Well-appointed sentences excepted, such qualities are thin on the ground in Still Pictures. There isn’t a narrative, there isn’t any suspense, and Malcolm, smirking somewhat piously, knows this. ‘Memories with a plot […] commit the original sin of autobiography,’ she cautions, early doors, ‘which give it its vitality if not its raison d’être. They are the memories of conflict, resentment, blame, self-justification—and it is wrong, unfair, inexcusable to publish them.’

And so—with a sentimentally hard-headed sequence of plotless, apparently disconnected, half-remembered anecdotes about her family (‘I remember the smell of phlox in Aunt Marion’s garden. Years later when I had a garden of my own, I grew phlox for a while, for its evocative smell, but the plant was susceptible to mold and wasn’t pretty; and I phased it out. It was a madeleine that didn’t earn its keep’); family friends (‘They are like minor characters in an early draft of a novel who have not made it into the final version’); and colleagues (‘It took a while to penetrate the disguise of both innate and magazine-induced unpretentiousness’)—Malcolm makes her posthumous departure from the word, gone before anybody puzzled by its brazen incongruity can ask her: What is this book’s raison d’être? To leave a loving tribute to your family? To round out your authorial ‘I’? To enact one last critique of autobiography?   
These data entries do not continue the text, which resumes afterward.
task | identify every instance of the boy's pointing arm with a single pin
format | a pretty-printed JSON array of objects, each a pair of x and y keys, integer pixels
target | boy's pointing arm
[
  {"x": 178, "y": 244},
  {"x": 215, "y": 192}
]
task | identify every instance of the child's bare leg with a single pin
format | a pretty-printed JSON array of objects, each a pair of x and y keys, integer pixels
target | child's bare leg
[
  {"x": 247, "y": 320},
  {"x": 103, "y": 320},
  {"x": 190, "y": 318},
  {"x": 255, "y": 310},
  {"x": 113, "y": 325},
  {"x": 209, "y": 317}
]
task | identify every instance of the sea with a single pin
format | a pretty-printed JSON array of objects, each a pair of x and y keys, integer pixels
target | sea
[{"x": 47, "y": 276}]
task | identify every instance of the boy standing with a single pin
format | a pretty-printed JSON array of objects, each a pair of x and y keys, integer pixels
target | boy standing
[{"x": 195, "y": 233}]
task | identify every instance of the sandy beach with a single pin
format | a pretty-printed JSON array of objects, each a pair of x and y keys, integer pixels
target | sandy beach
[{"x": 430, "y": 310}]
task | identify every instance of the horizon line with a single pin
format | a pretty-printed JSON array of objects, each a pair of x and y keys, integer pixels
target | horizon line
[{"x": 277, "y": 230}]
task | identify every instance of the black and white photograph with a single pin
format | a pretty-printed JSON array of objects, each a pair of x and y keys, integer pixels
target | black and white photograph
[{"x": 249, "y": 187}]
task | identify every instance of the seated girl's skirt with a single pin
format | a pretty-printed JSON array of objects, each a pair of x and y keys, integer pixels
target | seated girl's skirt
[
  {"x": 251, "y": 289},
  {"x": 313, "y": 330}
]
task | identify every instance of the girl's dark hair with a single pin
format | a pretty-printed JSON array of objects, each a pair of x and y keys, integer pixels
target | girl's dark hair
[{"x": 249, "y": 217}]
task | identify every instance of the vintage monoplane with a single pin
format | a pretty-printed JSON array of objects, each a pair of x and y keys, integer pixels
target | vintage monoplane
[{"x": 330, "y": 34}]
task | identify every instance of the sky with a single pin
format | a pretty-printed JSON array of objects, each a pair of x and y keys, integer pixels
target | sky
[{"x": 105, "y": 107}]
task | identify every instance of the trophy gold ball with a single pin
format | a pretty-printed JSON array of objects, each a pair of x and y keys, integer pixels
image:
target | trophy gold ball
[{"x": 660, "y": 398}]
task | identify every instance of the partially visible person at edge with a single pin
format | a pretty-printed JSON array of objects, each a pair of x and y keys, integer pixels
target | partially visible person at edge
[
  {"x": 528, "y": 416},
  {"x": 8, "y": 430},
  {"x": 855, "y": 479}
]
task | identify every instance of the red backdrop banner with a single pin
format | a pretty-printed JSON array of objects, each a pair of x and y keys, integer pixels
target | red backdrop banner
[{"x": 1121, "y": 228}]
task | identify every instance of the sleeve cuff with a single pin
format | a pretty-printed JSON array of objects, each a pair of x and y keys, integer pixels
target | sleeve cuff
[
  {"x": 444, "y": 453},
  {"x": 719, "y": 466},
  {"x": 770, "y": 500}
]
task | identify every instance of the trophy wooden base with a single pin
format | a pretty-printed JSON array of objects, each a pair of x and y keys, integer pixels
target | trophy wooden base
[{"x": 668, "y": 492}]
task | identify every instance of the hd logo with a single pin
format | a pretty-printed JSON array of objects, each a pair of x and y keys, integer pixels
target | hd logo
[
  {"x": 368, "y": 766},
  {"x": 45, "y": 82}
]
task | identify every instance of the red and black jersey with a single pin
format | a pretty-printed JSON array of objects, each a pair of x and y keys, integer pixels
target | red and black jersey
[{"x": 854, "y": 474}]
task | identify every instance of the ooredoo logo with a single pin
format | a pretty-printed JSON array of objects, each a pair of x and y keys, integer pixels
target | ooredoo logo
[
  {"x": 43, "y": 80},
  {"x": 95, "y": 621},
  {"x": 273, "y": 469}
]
Seldom does Still Pictures raise much of a chuckle. But given her past life at a humour magazine; given her description of a ‘mystifying and vaguely disturbing’ photo of her father in a bathing suit at Chateaubriand’s grave as possessing ‘the air of a Dada performance that didn’t quite come off’; and given, finally, the photographic hoax she confesses in the book’s final chapter (she admits including, and crediting to her husband, an ‘outstandingly terrible’ found photo in a 1980 review of a book on the ‘snapshot aesthetic’), the suspicion that Still Pictures is intended as a joke, a 150-page shaggy-dog story, is hard to shake. The book is more interesting, more pleasurable for it. As for what desires and fears may find disguised expression here, in Malcolm’s last laugh—that wouldn’t take much of a Freudian to decipher. ‘I will take up [my place] in the annals of horsing around’, the memoir, and her work, concludes.